Given an array of digits which is sorted in non-decreasing order. You can write numbers using each digits[i] as many times as we want. For example, if digits = ['1','3','5'], we may write numbers such as '13', '551', and '1351315'.

Return the number of positive integers that can be generated that are less than or equal to a given integer n.

 

Example 1:

Input: digits = ["1","3","5","7"], n = 100
Output: 20
Explanation: 
The 20 numbers that can be written are:
1, 3, 5, 7, 11, 13, 15, 17, 31, 33, 35, 37, 51, 53, 55, 57, 71, 73, 75, 77.

Example 2:

Input: digits = ["1","4","9"], n = 1000000000
Output: 29523
Explanation: 
We can write 3 one digit numbers, 9 two digit numbers, 27 three digit numbers,
81 four digit numbers, 243 five digit numbers, 729 six digit numbers,
2187 seven digit numbers, 6561 eight digit numbers, and 19683 nine digit numbers.
In total, this is 29523 integers that can be written using the digits array.

Example 3:

Input: digits = ["7"], n = 8
Output: 1

 

Constraints:

  • 1 <= digits.length <= 9
  • digits[i].length == 1
  • digits[i] is a digit from '1' to '9'.
  • All the values in digits are unique.
  • digits is sorted in non-decreasing order.
  • 1 <= n <= 109

Solutions

Solution 1: Digit DP

This problem essentially asks for the number of positive integers that can be generated from the digits in digits within the given range $[l, .., r]$. The count depends on the number of digits and the value of each digit. We can solve this problem using the Digit DP approach. In Digit DP, the size of the number has little impact on the complexity.
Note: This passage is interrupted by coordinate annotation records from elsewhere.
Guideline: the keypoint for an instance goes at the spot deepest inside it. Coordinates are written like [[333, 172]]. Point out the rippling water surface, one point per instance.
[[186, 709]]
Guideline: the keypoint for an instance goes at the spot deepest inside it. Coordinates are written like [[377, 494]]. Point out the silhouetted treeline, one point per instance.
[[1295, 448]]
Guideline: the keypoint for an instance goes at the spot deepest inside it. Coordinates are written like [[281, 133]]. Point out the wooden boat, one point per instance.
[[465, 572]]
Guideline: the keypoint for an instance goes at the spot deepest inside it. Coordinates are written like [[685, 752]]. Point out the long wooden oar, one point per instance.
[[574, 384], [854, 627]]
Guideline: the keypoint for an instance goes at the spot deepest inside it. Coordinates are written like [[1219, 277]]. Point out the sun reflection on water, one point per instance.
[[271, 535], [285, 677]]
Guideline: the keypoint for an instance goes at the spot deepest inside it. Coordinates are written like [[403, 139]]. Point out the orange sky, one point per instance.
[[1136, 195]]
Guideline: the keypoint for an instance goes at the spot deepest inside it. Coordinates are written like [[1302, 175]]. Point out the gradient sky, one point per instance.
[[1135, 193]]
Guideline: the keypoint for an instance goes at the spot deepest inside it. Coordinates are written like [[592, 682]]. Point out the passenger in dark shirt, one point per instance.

For the range $[l, .., r]$ problem, we generally convert it to the problem of $[1, .., r]$ and then subtract the result of $[1, .., l - 1]$, i.e.,

$$ ans = \sum_{i=1}^{r} ans_i - \sum_{i=1}^{l-1} ans_i $$

However, for this problem, we only need to find the value for the range $[1, .., r]$.

Here, we use memoization to implement Digit DP. We start searching from the top, get the number of solutions at the bottom, and return the answers layer by layer until we get the final answer from the starting point.
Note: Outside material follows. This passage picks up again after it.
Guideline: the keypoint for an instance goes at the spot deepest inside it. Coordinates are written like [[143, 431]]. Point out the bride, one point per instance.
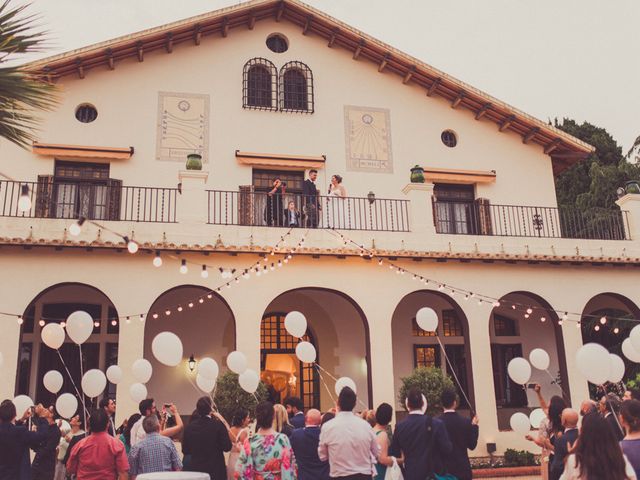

The basic steps are as follows:

We convert the number $n$ into a string $s$ and denote the length of the string $s$ as $m$.

Next, we design a function $\textit{dfs}(i, \textit{lead}, \textit{limit})$ to represent the number of solutions from the current $i$-th digit to the last digit of the string. Here:

  • The integer $i$ represents the current position in the string $s$.
  • The boolean $\textit{lead}$ indicates whether the current number contains only leading zeros.
  • The boolean $\textit{limit}$ indicates whether the current position is restricted by the upper bound.
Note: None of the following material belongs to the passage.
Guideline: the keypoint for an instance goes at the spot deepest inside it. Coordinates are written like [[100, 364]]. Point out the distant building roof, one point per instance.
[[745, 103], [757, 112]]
The function executes as follows:

If $i$ is greater than or equal to $m$, it means we have processed all digits. If $\textit{lead}$ is true, it means the current number is a leading zero, and we should return $0$. Otherwise, we should return $1$.

Otherwise, we calculate the upper bound $\textit{up}$. If $\textit{limit}$ is true, then $\textit{up}$ is the digit corresponding to $s[i]$. Otherwise, $\textit{up}$ is $9$.

Then, we enumerate the current digit $j$ in the range $[0, \textit{up}]$. If $j$ is $0$ and $\textit{lead}$ is true, we recursively calculate $\textit{dfs}(i + 1, \text{true}, \textit{limit} \wedge j = \textit{up})$. Otherwise, if $j$ is in $\textit{digits}$, we recursively calculate $\textit{dfs}(i + 1, \text{false}, \textit{limit} \wedge j = \textit{up})$. We accumulate all the results as the answer.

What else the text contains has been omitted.